Many anatomical locations have been described for ectopic livers with cancer[20-23]. The favorable outcome after resection of ectopic livers could depend on the specific anatomical location[24,25]. Shigemori described a case of ectopic hepatocellular carcinoma in the jejunum[26]. Cardona et al[27] reported a case of a primary, well-differentiated hepatocellular carcinoma arising from ectopic liver tissue in the pancreas. Leone presented interesting data regarding three cases of hepatocellular carcinomas that arose in ectopic livers. The clinical presentations were very interesting; one patient reported dull epigastric pain; the second reported abrupt onset with signs and symptoms of acute abdomen caused by intra-abdominal bleeding; and the third presented with an unexplained, progressive increase in alpha-fetoprotein serum levels[28]. Seo et al[29] reported a case of hepatocellular carcinoma that arose from hepatic parenchyma located in the left subphrenic space in the upper portion of the gastrorenal ligament. The preoperative diagnosis was a nonspecific stomach mass, with suspicion of gastrointestinal stromal tumor. An operation was performed laparoscopically. Takavasu reported another case with high serum alpha-fetoprotein combined with a suspicion of a submucosal stomach tumor[30]. The two latter cases diagnosed the ectopic liver postoperatively, after histological examination.

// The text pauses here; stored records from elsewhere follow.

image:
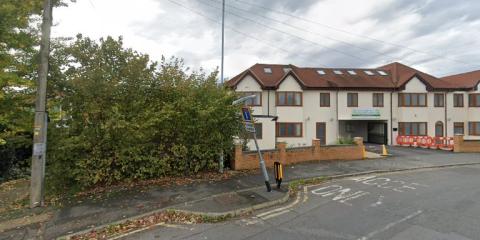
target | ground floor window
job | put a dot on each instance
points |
(412, 128)
(458, 128)
(289, 130)
(474, 128)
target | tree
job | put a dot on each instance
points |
(124, 117)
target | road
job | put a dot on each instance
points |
(428, 204)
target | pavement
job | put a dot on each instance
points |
(428, 204)
(128, 204)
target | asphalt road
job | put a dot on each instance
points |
(429, 204)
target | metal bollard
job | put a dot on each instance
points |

It is important to consider an ectopic/accessory liver when evaluating perihepatic lesions. It is common to misdiagnose an ectopic liver as a malignant tumor. Stattaus suggested that the diagnosis should be based on a biopsy of ectopic liver or a NMR with liver specific contrast[31]. However, all investigative imaging methods are limited for diagnosing an ectopic/accessory liver, due to its limited volume. Despite the low incidence and rare complications of ectopic/accessory live, it is necessary to maintain an awareness of this possibility. Because this entity presents with a broad spectrum of clinical symptomatology, it is rarely diagnosed; thus, most discoveries of ectopic and accessory liver are incidental. An elevation in serum alpha-fetoprotein and lack of focus in liver CT image may be the first signs of malignant transformation in an ectopic liver. The suspicion of hepatocellular carcinoma in an ectopic liver is substantial reason for radical surgical removal of an ectopic liver found incidentally. When hepatocellular carcinoma is definitely, histologically confirmed in an ectopic liver, it should be treated with the same approaches used for treating carcinoma in the mother liver (National Comprehensive Cancer Network Guidelines).